Handlungsfelder
1. Finanztransparenz und Mittelverwendung stärken
Gestützt auf die Evaluation 2026 will die Trägerschaft künftig Budget, Jahresrechnung und Mittelverwendung klar und nachvollziehbar darstellen. Ergänzt durch einen Jahresbericht, Projektkostenübersichten und Hinweise zu Revision und Kontrolle wird sichtbar, wie Spenden eingesetzt werden und welche Wirkung sie erzielen.

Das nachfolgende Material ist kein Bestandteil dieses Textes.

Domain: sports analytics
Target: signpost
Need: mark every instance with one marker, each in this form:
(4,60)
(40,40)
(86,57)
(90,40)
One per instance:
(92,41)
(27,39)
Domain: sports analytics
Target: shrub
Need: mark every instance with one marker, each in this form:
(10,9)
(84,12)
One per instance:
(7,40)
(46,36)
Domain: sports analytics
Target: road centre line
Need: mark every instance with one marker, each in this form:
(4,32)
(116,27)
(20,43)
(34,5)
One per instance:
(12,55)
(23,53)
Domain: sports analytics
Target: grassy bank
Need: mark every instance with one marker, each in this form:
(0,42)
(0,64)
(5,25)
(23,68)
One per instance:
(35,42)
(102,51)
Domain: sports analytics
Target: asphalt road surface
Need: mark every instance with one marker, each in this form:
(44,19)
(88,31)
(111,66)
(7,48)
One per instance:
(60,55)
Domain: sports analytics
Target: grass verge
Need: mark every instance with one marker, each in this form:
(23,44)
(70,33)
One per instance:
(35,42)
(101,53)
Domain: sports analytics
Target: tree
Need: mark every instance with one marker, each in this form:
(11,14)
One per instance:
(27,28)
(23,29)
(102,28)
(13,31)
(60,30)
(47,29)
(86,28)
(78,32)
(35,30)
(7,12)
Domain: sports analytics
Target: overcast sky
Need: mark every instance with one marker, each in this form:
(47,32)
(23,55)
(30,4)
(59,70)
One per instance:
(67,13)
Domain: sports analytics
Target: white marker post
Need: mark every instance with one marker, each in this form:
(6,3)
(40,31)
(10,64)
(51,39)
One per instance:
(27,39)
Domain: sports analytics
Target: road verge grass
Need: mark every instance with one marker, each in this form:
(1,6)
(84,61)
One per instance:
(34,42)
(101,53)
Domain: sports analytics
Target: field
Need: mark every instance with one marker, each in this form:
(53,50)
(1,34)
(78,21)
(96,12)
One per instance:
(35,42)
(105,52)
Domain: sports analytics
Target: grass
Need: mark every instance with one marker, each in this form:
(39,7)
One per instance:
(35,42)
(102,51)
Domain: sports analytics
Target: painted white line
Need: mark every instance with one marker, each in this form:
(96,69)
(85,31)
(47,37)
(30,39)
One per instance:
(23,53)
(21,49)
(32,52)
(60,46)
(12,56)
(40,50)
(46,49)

2. Projektbeschreibungen systematisch ausbauen
Für jedes Projekt sollen Ziele, Zielgruppen, Aktivitäten, erwartete Ergebnisse, Kostenrahmen, Zeitplan und lokale Partner einheitlich dargestellt werden. Dies erhöht die Nachvollziehbarkeit und erleichtert Förderinstitutionen die Qualitätsbeurteilung.
3. Wirkung messbar und sichtbar machen
Neben persönlichen Beispielen sollen künftig messbare Indikatoren zeigen, wie viele Kinder, Familien oder Schulen erreicht werden und welche konkreten Veränderungen entstehen. Die Unterscheidung zwischen Leistungen (Output), Ergebnissen (Outcome) und Wirkung (Impact) wird klarer kommuniziert.
4. Governance und Verantwortlichkeiten offenlegen
Ein Organigramm, Rollenbeschreibungen und Hinweise auf Kontrollmechanismen sollen zeigen, wie die Trägerschaft geführt wird, wie Entscheidungen getroffen werden und wie die Qualität der Arbeit gesichert ist.
5. Kinderschutz und Compliance verankern
Ein eigener Bereich zu Kinderschutz, Beschwerdewegen, Prävention von Machtmissbrauch, Korruptionsprävention und ethischem Verhalten stärkt Glaubwürdigkeit und erfüllt internationale NGO‑ und DEZA‑Standards.
6. Risikoanalyse und Nachhaltigkeit vertiefen
Die Trägerschaft will künftig darstellen, welche sozialen, politischen und operativen Risiken bestehen und wie damit umgegangen wird. Ebenso wird erläutert, wie Projekte langfristig lokal getragen und in Gemeindestrukturen eingebettet werden.
7. Partnerschaften und lokale Verankerung konkretisieren
Die Zusammenarbeit mit Gemeinden, Behörden, Schulen und kirchlichen Strukturen wird systematischer beschrieben. Dabei werden nicht nur Partner genannt, sondern deren konkrete Beiträge und Verantwortlichkeiten sichtbar gemacht.
8. Kommunikation auf Förderfähigkeit und Vertrauen ausrichten
Neben der authentischen Sprache der Organisation sollen strukturierte Informationen, überprüfbare Nachweise und professionelle Dokumentation ergänzt werden. So verbindet die Trägerschaft emotionale Glaubwürdigkeit mit fachlicher Professionalität.